AOSP kernels are slightly different. The list_delimplementation (when CONFIG_DEBUG_LIST is enabled) is shown below.

static inline void list_del(struct list_head *entry)
{
        __list_del_entry(entry);
        entry->next = LIST_POISON1;
        entry->prev = LIST_POISON2;
}

static inline void __list_del_entry(struct list_head *entry)
{
        if (!__list_del_entry_valid(entry))      [6]
                return;

        __list_del(entry->prev, entry->next);
}

__list_del_entry_valid in [6] uses the CHECK_DATA_CORRUPTION macro to validate list entries. If CONFIG_BUG_ON_DATA_CORRUPTION config option is enabled, BUG() is triggered resulting in kernel panic. Otherwise only a warning is produced similar to the Samsung kernels.

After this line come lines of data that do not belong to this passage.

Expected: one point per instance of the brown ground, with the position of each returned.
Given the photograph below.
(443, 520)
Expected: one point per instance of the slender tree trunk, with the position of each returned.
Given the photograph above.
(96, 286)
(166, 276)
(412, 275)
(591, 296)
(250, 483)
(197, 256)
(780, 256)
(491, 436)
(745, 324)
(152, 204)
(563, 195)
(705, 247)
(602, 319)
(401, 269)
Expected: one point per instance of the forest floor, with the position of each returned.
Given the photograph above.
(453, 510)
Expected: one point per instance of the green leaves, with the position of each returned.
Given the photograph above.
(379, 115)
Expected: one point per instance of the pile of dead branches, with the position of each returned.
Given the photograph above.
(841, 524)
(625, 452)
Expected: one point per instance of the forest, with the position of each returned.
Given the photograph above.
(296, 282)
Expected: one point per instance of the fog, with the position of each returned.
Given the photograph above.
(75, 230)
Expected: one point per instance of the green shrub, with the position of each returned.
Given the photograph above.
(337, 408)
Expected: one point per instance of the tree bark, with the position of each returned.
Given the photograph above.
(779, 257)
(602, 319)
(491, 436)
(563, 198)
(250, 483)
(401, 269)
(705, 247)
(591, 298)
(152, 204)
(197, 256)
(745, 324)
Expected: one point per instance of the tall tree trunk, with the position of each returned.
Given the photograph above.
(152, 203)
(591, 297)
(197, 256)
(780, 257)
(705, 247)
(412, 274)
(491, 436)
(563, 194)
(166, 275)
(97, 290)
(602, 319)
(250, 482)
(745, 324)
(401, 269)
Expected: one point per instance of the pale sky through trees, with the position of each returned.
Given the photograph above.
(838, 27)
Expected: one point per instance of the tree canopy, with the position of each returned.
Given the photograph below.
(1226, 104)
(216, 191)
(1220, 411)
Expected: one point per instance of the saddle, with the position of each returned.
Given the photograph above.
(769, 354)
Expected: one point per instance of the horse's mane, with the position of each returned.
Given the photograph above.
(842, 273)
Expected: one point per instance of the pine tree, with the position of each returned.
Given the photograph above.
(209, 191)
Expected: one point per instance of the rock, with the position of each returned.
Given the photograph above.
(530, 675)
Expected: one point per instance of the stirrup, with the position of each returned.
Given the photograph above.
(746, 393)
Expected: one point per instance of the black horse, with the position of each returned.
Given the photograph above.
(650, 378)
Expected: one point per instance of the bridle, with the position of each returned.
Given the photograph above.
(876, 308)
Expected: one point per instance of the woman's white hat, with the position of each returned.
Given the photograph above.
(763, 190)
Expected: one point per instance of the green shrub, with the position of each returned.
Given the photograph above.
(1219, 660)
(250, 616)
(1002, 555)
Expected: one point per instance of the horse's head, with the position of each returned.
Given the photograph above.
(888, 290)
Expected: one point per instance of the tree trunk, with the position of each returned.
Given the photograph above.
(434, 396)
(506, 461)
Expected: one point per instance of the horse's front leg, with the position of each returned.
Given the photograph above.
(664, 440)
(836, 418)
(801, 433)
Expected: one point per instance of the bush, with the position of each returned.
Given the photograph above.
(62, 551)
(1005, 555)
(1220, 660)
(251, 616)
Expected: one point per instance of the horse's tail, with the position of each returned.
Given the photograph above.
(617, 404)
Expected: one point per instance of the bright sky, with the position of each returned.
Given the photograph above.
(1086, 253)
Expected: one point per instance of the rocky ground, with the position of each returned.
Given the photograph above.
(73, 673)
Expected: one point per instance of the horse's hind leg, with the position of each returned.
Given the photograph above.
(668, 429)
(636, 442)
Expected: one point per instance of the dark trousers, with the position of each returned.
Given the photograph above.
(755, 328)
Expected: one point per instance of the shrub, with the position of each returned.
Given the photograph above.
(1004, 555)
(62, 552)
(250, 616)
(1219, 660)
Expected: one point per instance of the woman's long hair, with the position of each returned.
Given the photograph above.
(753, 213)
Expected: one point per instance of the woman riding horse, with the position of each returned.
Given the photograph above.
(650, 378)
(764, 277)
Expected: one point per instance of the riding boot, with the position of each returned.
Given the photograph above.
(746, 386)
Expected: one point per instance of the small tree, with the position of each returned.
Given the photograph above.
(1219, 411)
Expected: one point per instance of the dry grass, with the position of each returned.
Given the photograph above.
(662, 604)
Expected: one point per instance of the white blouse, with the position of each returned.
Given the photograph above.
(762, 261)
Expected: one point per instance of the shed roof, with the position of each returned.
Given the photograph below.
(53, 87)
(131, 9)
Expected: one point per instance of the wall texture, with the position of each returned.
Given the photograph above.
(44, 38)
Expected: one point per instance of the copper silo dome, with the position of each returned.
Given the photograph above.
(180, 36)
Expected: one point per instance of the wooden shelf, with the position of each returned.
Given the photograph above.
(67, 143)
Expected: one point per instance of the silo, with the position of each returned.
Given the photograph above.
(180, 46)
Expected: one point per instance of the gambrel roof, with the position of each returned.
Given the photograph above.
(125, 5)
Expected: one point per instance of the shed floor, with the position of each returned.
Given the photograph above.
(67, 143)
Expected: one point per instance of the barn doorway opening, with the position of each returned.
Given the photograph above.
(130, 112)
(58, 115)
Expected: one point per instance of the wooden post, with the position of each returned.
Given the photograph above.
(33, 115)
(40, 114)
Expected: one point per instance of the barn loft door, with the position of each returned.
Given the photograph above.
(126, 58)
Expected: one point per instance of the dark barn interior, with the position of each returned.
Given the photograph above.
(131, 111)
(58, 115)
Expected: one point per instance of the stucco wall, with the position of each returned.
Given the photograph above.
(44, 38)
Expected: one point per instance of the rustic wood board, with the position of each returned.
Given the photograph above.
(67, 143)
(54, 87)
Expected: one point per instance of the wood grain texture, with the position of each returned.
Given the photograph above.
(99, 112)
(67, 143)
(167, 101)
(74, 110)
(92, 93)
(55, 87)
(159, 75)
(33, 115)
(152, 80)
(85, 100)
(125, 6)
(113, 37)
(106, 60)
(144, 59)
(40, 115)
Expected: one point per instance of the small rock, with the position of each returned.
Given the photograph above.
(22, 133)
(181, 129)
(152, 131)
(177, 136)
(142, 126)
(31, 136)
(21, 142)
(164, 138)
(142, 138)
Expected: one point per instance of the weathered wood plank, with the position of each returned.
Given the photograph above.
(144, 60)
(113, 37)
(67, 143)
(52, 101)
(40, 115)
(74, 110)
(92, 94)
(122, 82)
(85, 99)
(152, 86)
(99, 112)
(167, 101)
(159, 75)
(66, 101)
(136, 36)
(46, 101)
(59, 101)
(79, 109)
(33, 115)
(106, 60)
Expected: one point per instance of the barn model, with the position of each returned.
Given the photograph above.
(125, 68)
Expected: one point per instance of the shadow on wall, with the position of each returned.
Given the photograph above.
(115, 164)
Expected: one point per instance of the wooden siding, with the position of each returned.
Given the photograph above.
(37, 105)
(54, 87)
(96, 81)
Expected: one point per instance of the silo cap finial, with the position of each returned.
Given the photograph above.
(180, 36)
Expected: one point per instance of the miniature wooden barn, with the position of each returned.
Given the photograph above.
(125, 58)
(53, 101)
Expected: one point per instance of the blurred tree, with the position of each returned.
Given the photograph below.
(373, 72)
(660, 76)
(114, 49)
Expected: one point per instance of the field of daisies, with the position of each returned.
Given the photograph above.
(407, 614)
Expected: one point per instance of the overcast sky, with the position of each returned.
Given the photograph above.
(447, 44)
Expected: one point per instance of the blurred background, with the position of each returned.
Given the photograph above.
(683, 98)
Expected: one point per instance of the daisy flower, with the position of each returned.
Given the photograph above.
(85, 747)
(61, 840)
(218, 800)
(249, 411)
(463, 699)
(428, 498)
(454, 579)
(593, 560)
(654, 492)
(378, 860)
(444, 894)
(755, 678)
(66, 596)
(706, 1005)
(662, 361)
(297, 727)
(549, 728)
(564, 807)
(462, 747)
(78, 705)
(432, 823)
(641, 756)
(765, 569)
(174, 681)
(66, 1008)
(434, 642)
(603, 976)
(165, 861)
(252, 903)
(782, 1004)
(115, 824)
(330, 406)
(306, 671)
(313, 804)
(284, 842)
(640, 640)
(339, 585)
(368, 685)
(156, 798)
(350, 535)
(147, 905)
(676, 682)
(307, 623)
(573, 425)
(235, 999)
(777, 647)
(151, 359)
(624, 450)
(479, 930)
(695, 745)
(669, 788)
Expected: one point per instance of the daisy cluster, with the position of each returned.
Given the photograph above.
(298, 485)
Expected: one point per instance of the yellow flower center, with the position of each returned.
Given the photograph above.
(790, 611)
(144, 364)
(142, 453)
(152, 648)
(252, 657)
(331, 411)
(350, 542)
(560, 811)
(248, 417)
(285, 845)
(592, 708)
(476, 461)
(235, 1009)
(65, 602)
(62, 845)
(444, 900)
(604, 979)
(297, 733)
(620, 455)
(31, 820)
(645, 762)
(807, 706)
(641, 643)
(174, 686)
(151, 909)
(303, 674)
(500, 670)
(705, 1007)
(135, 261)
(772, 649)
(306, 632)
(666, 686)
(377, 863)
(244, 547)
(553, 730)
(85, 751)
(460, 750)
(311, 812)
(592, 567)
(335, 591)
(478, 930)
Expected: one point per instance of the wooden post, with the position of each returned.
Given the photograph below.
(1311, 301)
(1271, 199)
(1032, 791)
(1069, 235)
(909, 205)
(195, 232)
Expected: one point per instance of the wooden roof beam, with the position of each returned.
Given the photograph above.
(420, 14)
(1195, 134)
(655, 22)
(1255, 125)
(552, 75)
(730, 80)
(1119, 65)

bool __list_del_entry_valid(struct list_head *entry)
{
        struct list_head *prev, *next;

        prev = entry->prev;
        next = entry->next;

        if (CHECK_DATA_CORRUPTION(next == LIST_POISON1,
                        "list_del corruption, %p->next is LIST_POISON1 (%p)\n",
                        entry, LIST_POISON1) ||
            CHECK_DATA_CORRUPTION(prev == LIST_POISON2,
                        "list_del corruption, %p->prev is LIST_POISON2 (%p)\n",
                        entry, LIST_POISON2) ||
            CHECK_DATA_CORRUPTION(prev->next != entry,
                        "list_del corruption. prev->next should be %p, but was %p\n",
                        entry, prev->next) ||
            CHECK_DATA_CORRUPTION(next->prev != entry,
                        "list_del corruption. next->prev should be %p, but was %p\n",
                        entry, next->prev))
                return false;

        return true;
}

#define CHECK_DATA_CORRUPTION(condition, fmt, ...)                       \
        check_data_corruption(({                                         \
                bool corruption = unlikely(condition);                   \
                if (corruption) {                                        \
                        if (IS_ENABLED(CONFIG_BUG_ON_DATA_CORRUPTION)) { \
                                pr_err(fmt, ##__VA_ARGS__);              \
                                BUG();                                   \
                        } else                                           \
                                WARN(1, fmt, ##__VA_ARGS__);             \
                }                                                        \
                corruption;                                              \
        }))

However, Pixel 3/XL devices (even though they're not affected by CVE-2019-2215) have neither CONFIG_DEBUG_LIST nor CONFIG_BUG_ON_DATA_CORRUPTION enabled by default making list/hlist corruption vulnerabilities more easily exploitable on Google devices.

Summary

Samsung S9 kernels have CONFIG_DEBUG_LIST enabled by default but CONFIG_DEBUG_LIST_PANIC is disabled. In theory this still leaves the device vulnerable to CVE-2019-2215 but results in much weaker exploitation primitive - incrementing a couple of bytes by 1 where the original value (being incremented) should represent an unlocked spinlock value.

The situation is similar on AOSP kernels where CONFIG_BUG_ON_DATA_CORRUPTION needs to be enabled in combination with CONFIG_DEBUG_LIST for the mitigation to be effective against vulnerabilities leading to linked list / hash table corruption.